Example: Explicit Local Mode
export SERVER_CONFIG='{"serverMode": "Standalone"}'
./run_server.sh
In Standalone mode:
- Inference requests are handled by the embedded inference engine
- Embeddings requests are handled by the embedded embeddings engine
- No external services are required
- Supports all existing functionality without changes
HighAvailability Mode
In HighAvailability mode, the server acts as a proxy, forwarding requests to external services.
Example: Basic HighAvailability Mode
export SERVER_CONFIG='{"serverMode": "HighAvailability"}'
./run_server.sh
This uses the default service URLs:
- Inference service:
http://inference-service:8080
- Embeddings service:
http://embeddings-service:8080
Example: Custom Service URLs
export SERVER_CONFIG='{
"serverMode": "HighAvailability",
"services": {
"inference_url": "http://custom-inference:9000",
"embeddings_url": "http://custom-embeddings:9001"
}
}'
./run_server.sh
Docker Compose Example
version: '3.8'
services:
# Inference service
inference-service:
image: ghcr.io/geoffsee/inference-service:latest
ports:
- "8081:8080"
environment:
- RUST_LOG=info
# Embeddings service
embeddings-service:
image: ghcr.io/geoffsee/embeddings-service:latest
ports:
- "8082:8080"
environment:
- RUST_LOG=info
# Main proxy server
predict-otron-9000:
image: ghcr.io/geoffsee/predict-otron-9000:latest
ports:
- "8080:8080"
environment:
- RUST_LOG=info
- SERVER_CONFIG={"serverMode":"HighAvailability","services":{"inference_url":"http://inference-service:8080","embeddings_url":"http://embeddings-service:8080"}}
depends_on:
- inference-service
- embeddings-service
Kubernetes Example
apiVersion: v1
kind: ConfigMap
metadata:
name: server-config
data:
SERVER_CONFIG: |
{
"serverMode": "HighAvailability",
"services": {
"inference_url": "http://inference-service:8080",
"embeddings_url": "http://embeddings-service:8080"
}
}
---
apiVersion: apps/v1
kind: Deployment
metadata:
name: predict-otron-9000
spec:
replicas: 3
selector:
matchLabels:
app: predict-otron-9000
template:
metadata:
labels:
app: predict-otron-9000
spec:
containers:
- name: predict-otron-9000
image: ghcr.io/geoffsee/predict-otron-9000:latest
ports:
- containerPort: 8080
env:
- name: RUST_LOG
value: "info"
- name: SERVER_CONFIG
valueFrom:
configMapKeyRef:
name: server-config
key: SERVER_CONFIG
API Compatibility
Both modes expose the same OpenAI-compatible API endpoints:
POST /v1/chat/completions
- Chat completions (streaming and non-streaming)GET /v1/models
- List available modelsPOST /v1/embeddings
- Generate text embeddingsGET /health
- Health checkGET /
- Root endpoint
Logging
The server logs the selected mode on startup:
Local Mode:
INFO predict_otron_9000: Running in Standalone mode
HighAvailability Mode:
INFO predict_otron_9000: Running in HighAvailability mode - proxying to external services
INFO predict_otron_9000: Inference service URL: http://inference-service:8080
INFO predict_otron_9000: Embeddings service URL: http://embeddings-service:8080
Error Handling
- Invalid JSON in
SERVER_CONFIG
falls back to Local mode with a warning - Missing
SERVER_CONFIG
defaults to Local mode - Network errors to external services return HTTP 502 (Bad Gateway)

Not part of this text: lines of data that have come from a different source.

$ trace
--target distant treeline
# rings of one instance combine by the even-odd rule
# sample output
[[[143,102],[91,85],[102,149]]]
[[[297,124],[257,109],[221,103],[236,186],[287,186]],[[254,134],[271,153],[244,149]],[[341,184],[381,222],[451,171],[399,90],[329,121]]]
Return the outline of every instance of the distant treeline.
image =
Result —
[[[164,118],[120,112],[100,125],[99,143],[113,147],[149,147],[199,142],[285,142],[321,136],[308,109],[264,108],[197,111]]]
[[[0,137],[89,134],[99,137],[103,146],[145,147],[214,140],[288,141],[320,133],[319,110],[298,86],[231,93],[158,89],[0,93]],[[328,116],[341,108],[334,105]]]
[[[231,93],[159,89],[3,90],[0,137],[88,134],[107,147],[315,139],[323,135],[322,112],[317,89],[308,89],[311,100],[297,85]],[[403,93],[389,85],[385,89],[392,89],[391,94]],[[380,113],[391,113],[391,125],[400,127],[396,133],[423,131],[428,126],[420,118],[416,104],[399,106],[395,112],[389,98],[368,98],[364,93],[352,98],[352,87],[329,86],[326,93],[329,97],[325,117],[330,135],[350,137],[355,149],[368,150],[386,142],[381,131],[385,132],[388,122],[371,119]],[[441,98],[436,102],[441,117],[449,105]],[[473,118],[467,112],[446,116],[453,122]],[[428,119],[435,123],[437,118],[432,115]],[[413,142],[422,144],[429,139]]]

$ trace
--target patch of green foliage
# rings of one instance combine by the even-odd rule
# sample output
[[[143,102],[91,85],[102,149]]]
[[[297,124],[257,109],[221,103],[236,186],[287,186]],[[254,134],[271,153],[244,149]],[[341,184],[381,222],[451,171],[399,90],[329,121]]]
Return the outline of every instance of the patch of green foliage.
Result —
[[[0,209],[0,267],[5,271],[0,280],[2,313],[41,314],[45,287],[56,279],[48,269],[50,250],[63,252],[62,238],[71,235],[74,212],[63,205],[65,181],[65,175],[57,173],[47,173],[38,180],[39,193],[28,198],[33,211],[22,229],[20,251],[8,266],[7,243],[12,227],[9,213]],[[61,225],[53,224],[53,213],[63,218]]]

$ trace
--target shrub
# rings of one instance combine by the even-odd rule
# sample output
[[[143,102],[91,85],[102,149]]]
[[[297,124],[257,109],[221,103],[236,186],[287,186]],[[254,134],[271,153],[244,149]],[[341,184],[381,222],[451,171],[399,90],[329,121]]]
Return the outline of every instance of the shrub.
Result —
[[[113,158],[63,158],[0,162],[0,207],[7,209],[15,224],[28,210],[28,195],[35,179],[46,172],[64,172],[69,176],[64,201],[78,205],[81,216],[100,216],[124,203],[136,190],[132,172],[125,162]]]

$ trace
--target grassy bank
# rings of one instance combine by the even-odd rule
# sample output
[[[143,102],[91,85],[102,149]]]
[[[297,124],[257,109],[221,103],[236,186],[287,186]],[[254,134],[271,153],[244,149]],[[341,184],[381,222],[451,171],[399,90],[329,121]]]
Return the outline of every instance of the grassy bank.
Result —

- Request/response proxying preserves original HTTP status codes and headers
Performance Considerations
Local Mode:
- Lower latency (no network overhead)
- Higher memory usage (models loaded locally)
- Single point of failure
HighAvailability Mode:
- Higher latency (network requests)
- Lower memory usage (no local models)
- Horizontal scaling possible
- Network reliability dependent
- 5-minute timeout for long-running inference requests
Troubleshooting
- Configuration not applied: Check JSON syntax and restart the server
- External services unreachable: Verify service URLs and network connectivity
- Timeouts: Check if inference requests exceed the 5-minute timeout limit
- 502 errors: External services may be down or misconfigured
Migration
To migrate from Local to HighAvailability mode:
- Deploy separate inference and embeddings services
- Update
SERVER_CONFIG
to point to the new services - Restart the predict-otron-9000 server
- Verify endpoints are working with test requests
The API contract remains identical, ensuring zero-downtime migration possibilities.